Whilst the vast majority of listeners will be expecting the Machine Head of old with enough thrash and groove to bring down the walls, what fans won’t be expecting is the substantial amount of soft, almost ballad-esque elements featured throughout the album. The first experience of this is during Bastards, where the almost-country rock vibes give off an eerie feeling of whether a band like Machine Head should be writing songs that would otherwise be reserved by an angry Garth Brooks. But in all honesty, after a number of listens, the eerie feeling dissipates and I could truly appreciate the creative ambition of the track. Whilst there are rather obscure elements in the album I can appreciate over time, the west-coast rap stylings reminiscent of 1999’s ‘The Burning Red’ is one that I wish Flynn kept out of the 21st century. Whilst fans of the era will find this a pleasant surprise, I struggled to get behind the vocal stylings, which are fortunately backed up by killer instrumentation from all four members and lyrics that when you ignore the delivery, are words worthy of your ears.
‘Catharsis’ is a roller-coaster of heavy metal at its stage of missing identity, where it struggles to coordinate a definitive sound throughout and has instead opted to cover as many bases as possible with elements of groove, thrash, nu and even country rock amalgamated into seventy-four minutes of what will be the most interested album you’ll hear all year, but as a Machine Head fan myself, it’s something we as head-cases are used to from the west-coast metal titans. From its energetic, full-on kick-in with Volatile to the six-minute drone-like conclusion of Eulogy, ‘Catharsis’ is a perfect contrast of both an understanding and delivery of everything heavy metal can be, but is also a clear sign of Machine Head’s inability to let go of former sounds and mannerisms. Whilst some will no doubt complain about the lack of consistency throughout ‘Catharsis’, I praise the album’s ability to provide so much in what is considered by many a lengthy running time, providing enough pleasant surprises and familiar sounds to keep me enthralled throughout.

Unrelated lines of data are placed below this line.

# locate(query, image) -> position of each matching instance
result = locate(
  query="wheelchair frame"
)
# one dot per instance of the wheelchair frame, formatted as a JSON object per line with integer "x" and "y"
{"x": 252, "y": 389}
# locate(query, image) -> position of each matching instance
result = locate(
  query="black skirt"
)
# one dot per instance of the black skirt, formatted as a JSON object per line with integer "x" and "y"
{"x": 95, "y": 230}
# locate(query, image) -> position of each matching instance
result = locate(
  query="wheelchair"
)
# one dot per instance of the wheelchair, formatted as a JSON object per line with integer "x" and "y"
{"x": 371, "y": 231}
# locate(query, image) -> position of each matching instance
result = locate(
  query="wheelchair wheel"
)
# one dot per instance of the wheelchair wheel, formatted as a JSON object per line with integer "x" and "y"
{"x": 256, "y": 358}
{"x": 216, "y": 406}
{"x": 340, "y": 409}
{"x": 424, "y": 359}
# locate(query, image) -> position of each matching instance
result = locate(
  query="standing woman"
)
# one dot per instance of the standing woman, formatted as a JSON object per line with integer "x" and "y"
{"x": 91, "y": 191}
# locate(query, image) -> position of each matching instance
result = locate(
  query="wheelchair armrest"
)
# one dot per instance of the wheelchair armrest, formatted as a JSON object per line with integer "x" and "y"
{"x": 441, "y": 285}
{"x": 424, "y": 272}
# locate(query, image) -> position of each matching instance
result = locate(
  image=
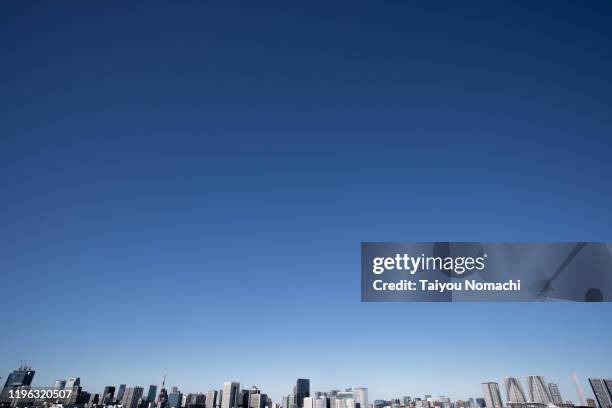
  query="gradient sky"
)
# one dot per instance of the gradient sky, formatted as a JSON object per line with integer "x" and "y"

Whilst the entirety of ‘Catharsis’ will struggle to be an enjoyable experience for every Machine Head fan, there will be enough tracks off this album to please every head-case, both young and old. And it is by that statement alone that I believe ‘Catharsis’ will go down as of Machine Head’s most memorable albums to date. This album will be one where every fan will look back and say “It was a good album, but that one song off it was incredible!”, and believe me, that “one song” will be completely different to the one your fellow head-cases choose.